The natural immune system is comprised of a network of specialised cells and chemical molecules which work together to defend the host organism from foreign objects (Pathogens) such as bacteria, fungi, chemical compound etc. The three main capabilities of the Natural Immune system are:

  1. Recognise a foreign body (pathogens) such as bacteria, fungi, chemical compound etc.
  2. Destroy the pathogen.
  3. Remember an almost unlimited number of pathogens.

ImmuneImage.jpg

There are two types of cells comprising the immune system: phagocytes and lymphocytes. The first group belongs to the innate immune system while the latter group mediates adaptive immunity. A major component of the population of lymphocytes is made up of B and T cells, whereas that of phagocytes comprises of B cells only. These cells are capable of recognising and responding to certain antigen (foreign body) patterns present on the surface of pathogens. The picture above tries to illustrate this.

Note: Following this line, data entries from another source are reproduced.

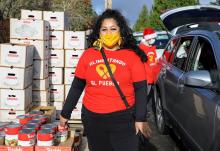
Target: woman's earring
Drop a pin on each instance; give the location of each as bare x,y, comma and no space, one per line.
120,41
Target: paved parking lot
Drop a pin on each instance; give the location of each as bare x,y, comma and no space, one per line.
157,142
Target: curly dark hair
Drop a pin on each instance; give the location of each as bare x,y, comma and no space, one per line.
129,41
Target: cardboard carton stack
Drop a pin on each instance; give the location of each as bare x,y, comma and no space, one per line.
31,29
16,66
74,45
56,61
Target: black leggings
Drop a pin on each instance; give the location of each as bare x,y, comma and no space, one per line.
110,132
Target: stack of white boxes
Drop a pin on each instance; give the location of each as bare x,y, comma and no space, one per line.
56,61
16,66
74,45
32,30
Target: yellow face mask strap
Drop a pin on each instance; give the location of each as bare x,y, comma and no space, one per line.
98,44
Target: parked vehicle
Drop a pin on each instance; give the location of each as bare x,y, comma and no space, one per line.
187,93
162,39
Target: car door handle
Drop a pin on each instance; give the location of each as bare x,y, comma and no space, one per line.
180,84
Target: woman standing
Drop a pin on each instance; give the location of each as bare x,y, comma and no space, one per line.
109,124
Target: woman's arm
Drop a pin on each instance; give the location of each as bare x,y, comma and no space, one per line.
140,89
73,96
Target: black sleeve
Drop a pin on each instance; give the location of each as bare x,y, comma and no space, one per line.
73,96
140,89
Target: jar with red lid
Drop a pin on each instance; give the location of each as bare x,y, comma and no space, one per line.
11,134
24,119
45,137
26,137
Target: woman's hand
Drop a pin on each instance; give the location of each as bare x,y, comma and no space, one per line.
144,128
63,123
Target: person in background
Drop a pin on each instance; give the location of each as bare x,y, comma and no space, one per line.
151,67
108,124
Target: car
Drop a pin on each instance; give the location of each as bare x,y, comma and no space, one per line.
162,39
187,91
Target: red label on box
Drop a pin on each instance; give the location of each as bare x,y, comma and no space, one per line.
53,148
16,148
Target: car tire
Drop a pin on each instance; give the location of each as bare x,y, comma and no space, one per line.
159,114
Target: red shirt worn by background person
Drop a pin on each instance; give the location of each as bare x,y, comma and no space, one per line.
101,96
151,67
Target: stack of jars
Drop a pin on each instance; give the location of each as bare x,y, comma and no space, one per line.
33,129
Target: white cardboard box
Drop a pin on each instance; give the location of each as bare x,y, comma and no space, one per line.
29,29
56,58
56,75
10,115
15,99
16,55
42,103
72,57
56,19
56,40
39,84
41,96
57,93
74,40
31,14
69,75
15,78
41,47
67,88
40,69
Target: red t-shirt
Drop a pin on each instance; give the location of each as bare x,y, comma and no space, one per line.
101,96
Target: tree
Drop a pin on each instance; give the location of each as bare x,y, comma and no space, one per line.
79,13
215,3
143,20
161,6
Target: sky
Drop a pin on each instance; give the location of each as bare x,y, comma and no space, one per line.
129,8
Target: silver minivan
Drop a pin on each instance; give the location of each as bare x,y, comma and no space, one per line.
187,93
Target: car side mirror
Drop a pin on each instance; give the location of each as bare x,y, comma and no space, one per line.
200,78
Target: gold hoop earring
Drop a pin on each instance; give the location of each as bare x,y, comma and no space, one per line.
120,41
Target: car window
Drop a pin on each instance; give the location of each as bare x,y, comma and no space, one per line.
204,58
182,52
169,49
161,41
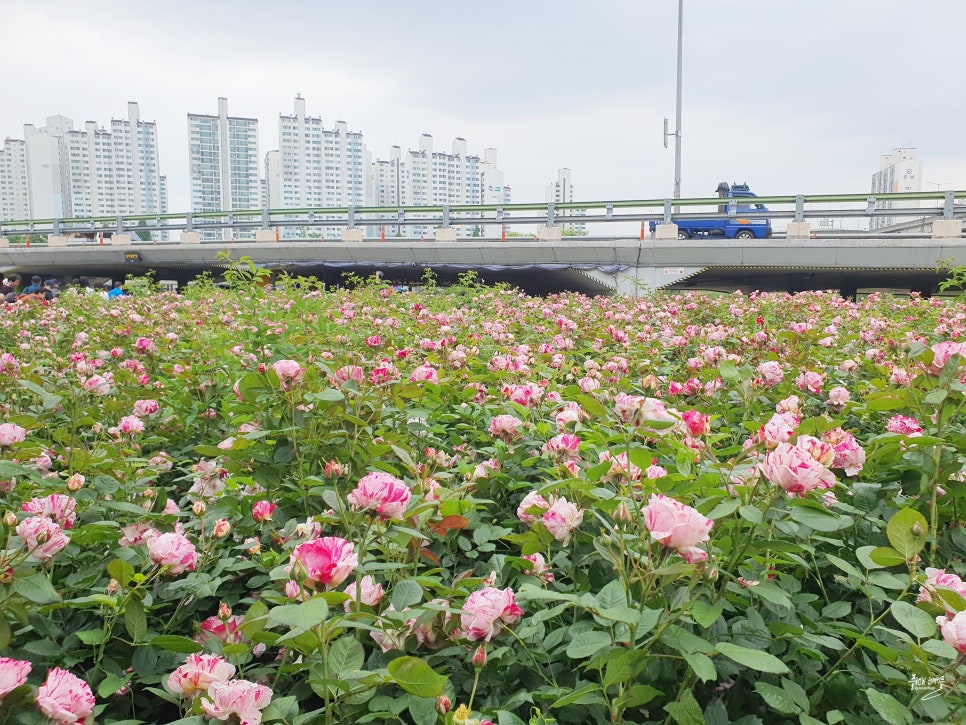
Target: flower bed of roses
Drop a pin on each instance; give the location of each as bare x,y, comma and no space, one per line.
368,506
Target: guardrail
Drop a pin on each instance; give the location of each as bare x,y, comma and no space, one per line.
800,207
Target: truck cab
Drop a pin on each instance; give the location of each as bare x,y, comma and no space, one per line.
747,223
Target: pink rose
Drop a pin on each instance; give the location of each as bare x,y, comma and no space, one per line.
65,698
382,493
486,611
11,433
174,552
366,591
506,427
677,526
198,673
144,408
57,506
954,630
562,518
424,373
327,561
130,424
13,673
263,510
795,470
41,537
289,372
242,698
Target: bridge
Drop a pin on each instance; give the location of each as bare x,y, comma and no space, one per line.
802,256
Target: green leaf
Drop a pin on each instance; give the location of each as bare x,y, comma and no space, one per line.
346,656
907,531
405,593
174,643
889,708
587,644
913,619
36,588
706,614
753,658
886,556
136,620
777,698
304,615
686,710
416,677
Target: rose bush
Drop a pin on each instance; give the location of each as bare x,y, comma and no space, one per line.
297,506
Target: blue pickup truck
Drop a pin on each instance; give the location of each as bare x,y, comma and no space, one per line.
748,222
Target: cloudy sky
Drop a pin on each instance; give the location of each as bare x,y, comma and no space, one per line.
792,97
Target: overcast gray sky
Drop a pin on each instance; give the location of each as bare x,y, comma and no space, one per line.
792,97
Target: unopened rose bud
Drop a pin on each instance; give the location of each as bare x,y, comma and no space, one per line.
479,657
443,704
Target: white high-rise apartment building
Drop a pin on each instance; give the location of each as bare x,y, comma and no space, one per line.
899,171
424,177
314,166
223,162
61,172
562,191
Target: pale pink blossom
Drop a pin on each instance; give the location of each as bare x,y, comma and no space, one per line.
57,506
174,552
506,427
795,470
11,433
486,612
562,519
65,698
677,526
41,537
381,493
240,698
326,561
13,673
953,630
198,673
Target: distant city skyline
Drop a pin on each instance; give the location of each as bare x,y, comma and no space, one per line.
788,97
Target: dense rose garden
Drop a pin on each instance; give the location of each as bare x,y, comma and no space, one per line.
471,506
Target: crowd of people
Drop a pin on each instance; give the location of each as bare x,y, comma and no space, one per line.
39,289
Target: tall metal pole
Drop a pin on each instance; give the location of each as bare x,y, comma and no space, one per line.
677,113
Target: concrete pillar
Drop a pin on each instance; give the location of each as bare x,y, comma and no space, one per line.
946,228
550,234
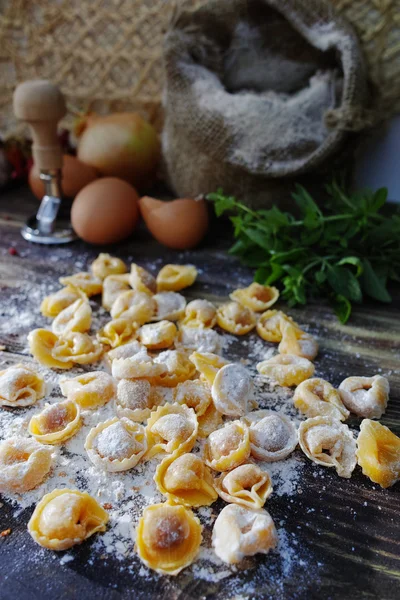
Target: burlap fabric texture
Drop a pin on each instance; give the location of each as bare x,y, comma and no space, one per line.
259,94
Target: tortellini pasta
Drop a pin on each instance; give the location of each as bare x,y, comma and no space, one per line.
142,281
168,538
89,390
236,318
137,306
173,278
24,463
76,317
200,313
158,336
87,282
169,305
246,485
378,453
273,436
56,423
328,442
286,369
171,428
105,265
136,398
65,518
365,396
316,397
185,480
117,332
231,390
228,447
20,386
53,304
256,297
240,532
116,445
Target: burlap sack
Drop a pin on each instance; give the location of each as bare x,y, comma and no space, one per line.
257,94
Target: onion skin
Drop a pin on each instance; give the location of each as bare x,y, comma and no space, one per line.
120,145
179,224
75,176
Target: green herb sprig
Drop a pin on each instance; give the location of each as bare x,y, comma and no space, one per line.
342,251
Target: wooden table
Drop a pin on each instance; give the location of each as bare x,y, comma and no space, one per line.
349,530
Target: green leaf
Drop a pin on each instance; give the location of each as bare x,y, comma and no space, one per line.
373,285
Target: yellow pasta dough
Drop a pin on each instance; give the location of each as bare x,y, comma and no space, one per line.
116,445
173,278
378,453
65,518
256,297
168,538
246,485
105,265
89,390
235,318
185,480
316,397
56,423
20,386
24,463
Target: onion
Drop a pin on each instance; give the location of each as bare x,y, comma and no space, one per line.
120,145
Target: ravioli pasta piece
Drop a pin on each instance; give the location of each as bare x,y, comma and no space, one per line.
56,423
228,447
65,518
89,390
24,463
235,318
298,342
378,453
185,480
286,369
76,317
256,297
207,364
240,532
231,390
105,265
20,386
53,304
168,538
158,336
137,306
136,399
87,282
113,286
142,281
169,305
316,397
200,313
116,445
173,278
328,442
365,396
271,323
171,428
117,332
273,436
246,485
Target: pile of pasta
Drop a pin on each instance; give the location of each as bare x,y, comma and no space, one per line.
211,438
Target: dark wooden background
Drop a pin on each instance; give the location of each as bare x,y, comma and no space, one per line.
345,534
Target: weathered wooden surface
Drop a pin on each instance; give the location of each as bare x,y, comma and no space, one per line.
349,530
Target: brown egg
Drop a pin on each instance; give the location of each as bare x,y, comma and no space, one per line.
105,211
178,224
75,175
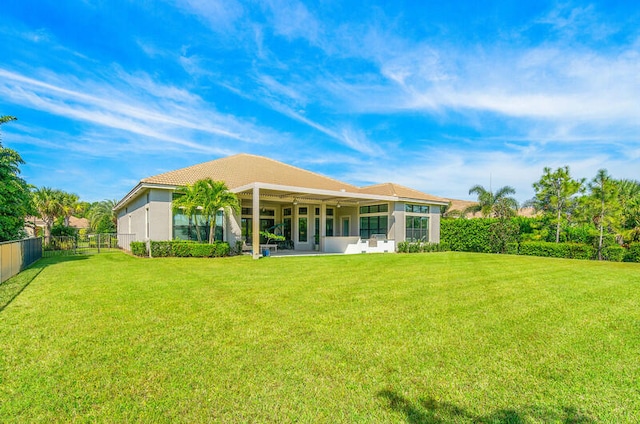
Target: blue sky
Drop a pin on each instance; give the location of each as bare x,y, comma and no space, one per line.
434,95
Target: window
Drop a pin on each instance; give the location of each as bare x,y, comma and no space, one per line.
302,230
417,228
373,225
287,228
184,227
374,208
424,209
329,229
247,229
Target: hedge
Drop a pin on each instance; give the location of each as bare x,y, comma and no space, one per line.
184,249
633,254
487,235
614,253
139,248
557,250
419,247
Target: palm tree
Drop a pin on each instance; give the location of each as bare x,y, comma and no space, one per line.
555,195
206,197
188,202
69,203
102,212
604,203
47,203
497,205
629,198
215,197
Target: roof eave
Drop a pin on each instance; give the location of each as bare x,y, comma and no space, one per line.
137,189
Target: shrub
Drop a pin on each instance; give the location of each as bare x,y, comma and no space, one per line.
557,250
181,249
466,235
139,248
160,249
417,247
633,254
198,250
222,249
614,253
184,249
479,234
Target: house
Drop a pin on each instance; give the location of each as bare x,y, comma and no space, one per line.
34,225
312,211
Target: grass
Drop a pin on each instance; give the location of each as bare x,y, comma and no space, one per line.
424,338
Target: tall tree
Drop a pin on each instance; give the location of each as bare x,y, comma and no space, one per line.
102,217
69,204
48,204
555,195
498,205
629,198
189,203
603,204
216,197
15,199
205,198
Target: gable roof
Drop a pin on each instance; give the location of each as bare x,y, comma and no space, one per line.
391,189
242,169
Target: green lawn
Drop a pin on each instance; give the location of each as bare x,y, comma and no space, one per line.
423,338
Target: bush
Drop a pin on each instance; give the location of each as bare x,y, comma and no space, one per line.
184,249
181,249
557,250
139,248
633,254
487,235
614,253
418,247
222,249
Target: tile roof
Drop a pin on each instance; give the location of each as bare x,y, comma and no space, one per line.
391,189
242,169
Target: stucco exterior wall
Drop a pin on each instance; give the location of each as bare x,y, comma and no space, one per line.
148,216
434,224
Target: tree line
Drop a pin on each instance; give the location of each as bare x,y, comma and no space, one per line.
19,200
567,209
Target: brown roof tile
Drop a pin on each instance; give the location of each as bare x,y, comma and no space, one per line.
391,189
242,169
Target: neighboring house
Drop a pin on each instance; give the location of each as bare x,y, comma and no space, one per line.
314,212
457,208
34,225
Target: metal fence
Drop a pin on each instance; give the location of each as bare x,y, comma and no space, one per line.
17,255
86,244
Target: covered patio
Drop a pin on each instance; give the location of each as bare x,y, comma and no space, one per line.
315,220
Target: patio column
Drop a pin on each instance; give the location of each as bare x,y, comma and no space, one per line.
255,223
323,225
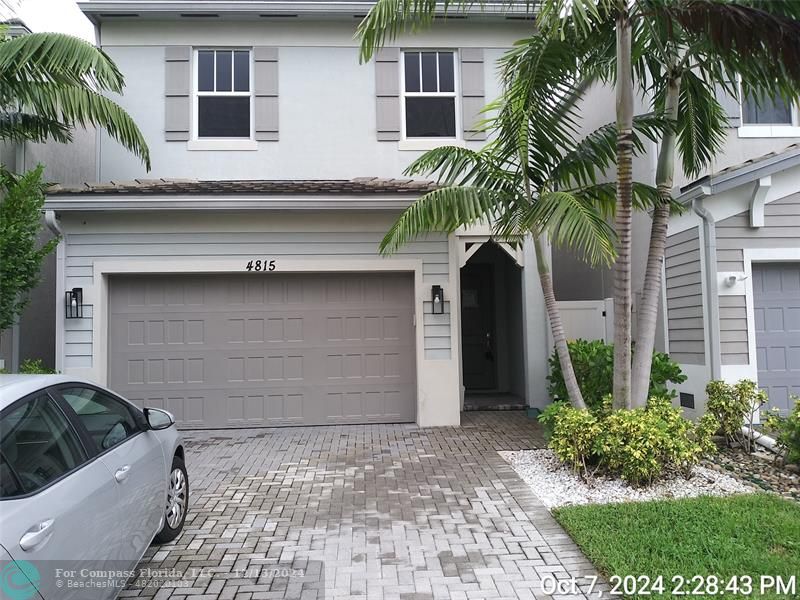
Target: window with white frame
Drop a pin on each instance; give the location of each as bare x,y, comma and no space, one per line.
429,94
223,94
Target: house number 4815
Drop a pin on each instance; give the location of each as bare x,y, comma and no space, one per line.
260,265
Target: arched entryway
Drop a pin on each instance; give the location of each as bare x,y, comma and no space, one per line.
492,331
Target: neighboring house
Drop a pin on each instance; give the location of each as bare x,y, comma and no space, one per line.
34,335
239,283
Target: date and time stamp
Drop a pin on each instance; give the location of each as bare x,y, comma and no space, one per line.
616,586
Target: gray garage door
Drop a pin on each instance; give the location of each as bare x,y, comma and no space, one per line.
776,295
265,349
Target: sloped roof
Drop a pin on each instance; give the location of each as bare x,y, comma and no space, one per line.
261,187
744,172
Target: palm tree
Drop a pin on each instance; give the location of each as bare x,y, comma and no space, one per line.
51,83
680,50
694,48
534,179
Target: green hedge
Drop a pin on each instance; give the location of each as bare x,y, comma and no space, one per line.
593,362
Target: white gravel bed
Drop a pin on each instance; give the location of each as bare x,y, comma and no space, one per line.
556,485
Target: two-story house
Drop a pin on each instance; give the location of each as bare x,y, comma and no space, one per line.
239,283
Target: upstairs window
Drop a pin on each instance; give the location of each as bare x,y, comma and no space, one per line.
429,94
223,101
766,111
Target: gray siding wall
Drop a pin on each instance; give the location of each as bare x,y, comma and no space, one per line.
212,237
685,297
781,230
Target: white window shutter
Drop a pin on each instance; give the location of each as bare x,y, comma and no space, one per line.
387,94
473,93
265,76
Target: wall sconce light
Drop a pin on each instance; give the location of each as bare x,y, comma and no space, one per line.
74,304
732,280
437,298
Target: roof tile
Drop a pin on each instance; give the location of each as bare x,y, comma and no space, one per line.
360,185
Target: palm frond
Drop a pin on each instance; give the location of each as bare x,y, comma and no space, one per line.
388,19
701,124
570,219
455,165
19,127
443,210
761,35
597,152
57,58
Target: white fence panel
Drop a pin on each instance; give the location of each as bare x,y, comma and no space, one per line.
588,319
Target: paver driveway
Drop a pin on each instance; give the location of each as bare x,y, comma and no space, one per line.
373,511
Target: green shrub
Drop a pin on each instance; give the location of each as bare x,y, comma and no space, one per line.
36,366
575,435
593,362
548,417
787,432
32,366
639,446
733,406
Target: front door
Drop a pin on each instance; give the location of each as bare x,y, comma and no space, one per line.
478,327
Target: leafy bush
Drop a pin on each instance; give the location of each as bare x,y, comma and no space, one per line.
36,366
593,362
575,436
639,446
733,405
787,430
31,366
20,224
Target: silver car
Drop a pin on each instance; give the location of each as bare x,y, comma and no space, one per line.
87,482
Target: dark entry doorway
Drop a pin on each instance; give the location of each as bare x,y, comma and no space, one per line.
478,329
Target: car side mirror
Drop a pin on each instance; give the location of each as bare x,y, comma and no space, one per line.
158,419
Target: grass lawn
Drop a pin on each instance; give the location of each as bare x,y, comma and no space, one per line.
757,535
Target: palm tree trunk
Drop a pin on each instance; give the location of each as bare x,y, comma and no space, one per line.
648,308
556,326
624,210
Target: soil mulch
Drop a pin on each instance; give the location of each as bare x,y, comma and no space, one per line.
759,470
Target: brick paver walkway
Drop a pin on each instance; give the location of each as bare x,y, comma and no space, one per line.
375,511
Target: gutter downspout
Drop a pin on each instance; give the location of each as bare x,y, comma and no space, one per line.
51,221
712,297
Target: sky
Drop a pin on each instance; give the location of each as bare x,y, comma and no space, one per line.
61,16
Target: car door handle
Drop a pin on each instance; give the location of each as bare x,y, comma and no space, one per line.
122,473
36,535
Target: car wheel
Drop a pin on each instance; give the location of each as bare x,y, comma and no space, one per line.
177,502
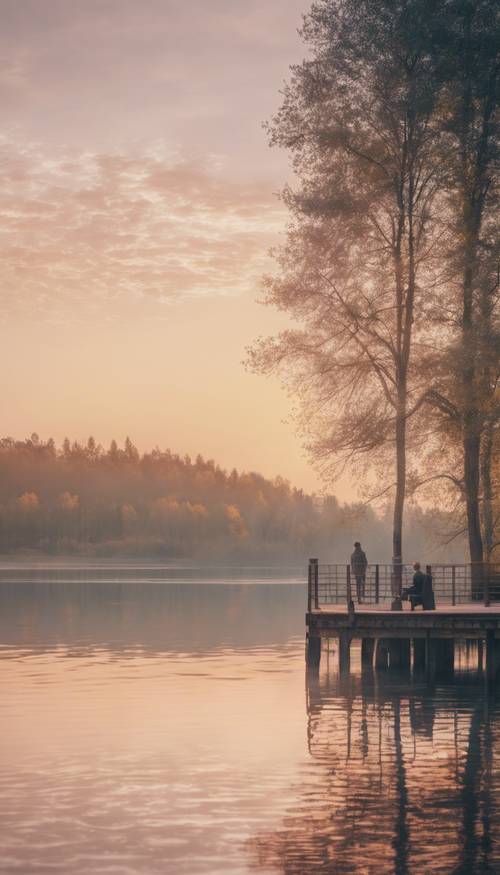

Although the real workings of the immune system is complicated, the immunity process can be summarised as follows:

  1. Antigen-secreting pathogen enters the body
  2. B cells are activated by the foreign antigen
  3. With the help of T cells, B cells undergo cloning and mutation
  4. Plasma B cells secrete immunoglobulins which attach to the antigen
  5. Marked antigens are attacked by the immune system
  6. Memory of the antigen is maintained by B memory cells

The key point is that immune systems demonstrate self-organisation and adaptive behavior. From a modelling perspective, it can be considered as a sophisticated information processing system which possesses powerful pattern recognition and classification abilities. It also has the capability to adapt to new circumstances (problems), and can remember solutions to problems it has previously encountered. In designing artificial immune algorithms we wish to draw metamorphical inspiration from the workings of the natural immune system to design algorithms to solve computational problems. The negative selection algorithm and clonal expansion and selection algorithm are examples of applications of such metaphors.

Negative Selection Algorithm

The basis of the negative selection algorithm is the ability of the immune system to distinguish between two system states i.e. normal and abnormal. [Forrest] developed the negative selection algorithm and has been modified since by a number of researchers. The negative selection algorithm can be summarised as:

  1. Detector set D is empty
  2. Repeat
  3. Create a random vector x drawn from the valid range
  4. For every self element s in the self vector
  5. Calculate the euclidean distance between s and x
  6. If distance < threshold go to step 2
  7. Else add x (a valid non-self detector) to set D.
  8. Until set D contains the required number of detectors (assume N)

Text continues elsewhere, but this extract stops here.